Em 7 de setembro comemoramos a Independência do Brasil. Esse marco é um dos mais relevantes para o mundo que conhecemos. E quando olhamos para os indivíduos, é a mesma coisa. Apesar de sermos seres sociais, precisamos privilegiar nossos próprios horizontes. 

E a provocação que quero fazer hoje vem da independência que podemos alcançar, proporcionada pela nossa capacidade de discernimento. 

Vivemos num mundo com excesso de informação. Notificação, opinião, notícia, narrativa de mercado, discurso de liderança, tudo isso o tempo todo, nublando a mente. E é exatamente por isso que precisamos, cada vez mais, nos recolher: parar, e perguntar para nós mesmos o que, de fato, faz sentido.
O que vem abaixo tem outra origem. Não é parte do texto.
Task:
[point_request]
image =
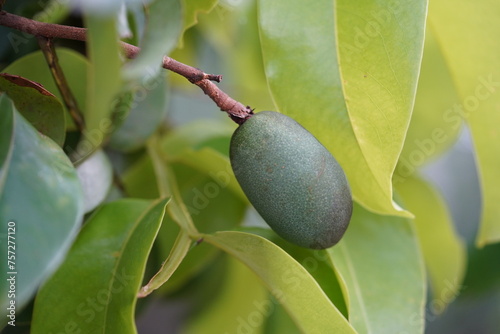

Não o que faz sentido para os outros. Não o que a maioria repete. O que faz sentido para mim. 

No mundo corporativo, o que a gente vê, na prática, são dois tipos de gente: quem manipula e quem se deixa manipular. E a diferença entre os dois não é caráter, é discernimento. É a capacidade de perceber o que está de fato acontecendo, além do que está sendo dito. 

Por exemplo, tivemos vários escândalos no nosso país, e fico me perguntando sobre quem estava por perto, vivendo o dia a dia, antes de qualquer manchete, antes de qualquer investigação. Será que havia como perceber que algo não fazia sentido? Você perceberia? 

Discernir aqui vai além da moral, da lei, da ética: é entender se nós mesmos achamos aquilo razoável. 

Daniel Kahneman, prêmio Nobel, documentou que a mente opera em dois sistemas. O Sistema 1 é rápido, automático, movido a atalho, é o que a gente usa o tempo todo, principalmente quando está sobrecarregado de informação. O Sistema 2 é lento, exige silêncio, exige parar. Discernir de verdade é trabalho de Sistema 2. E quanto mais informação, mais estímulo, mais gente falando ao mesmo tempo, menos espaço a gente dá para o Sistema 2 funcionar, porque simplesmente deixamos de exercitá-lo. 

Robert Cialdini catalogou os gatilhos que fazem alguém aceitar algo sem examinar: autoridade, prova social, escassez, reciprocidade, compromisso. Nenhum desses gatilhos convence pelo conteúdo. Convencem porque tiram a pessoa do próprio eixo, fazem ela confiar mais no cargo de quem fala, ou no que todo mundo está fazendo, do que na própria percepção.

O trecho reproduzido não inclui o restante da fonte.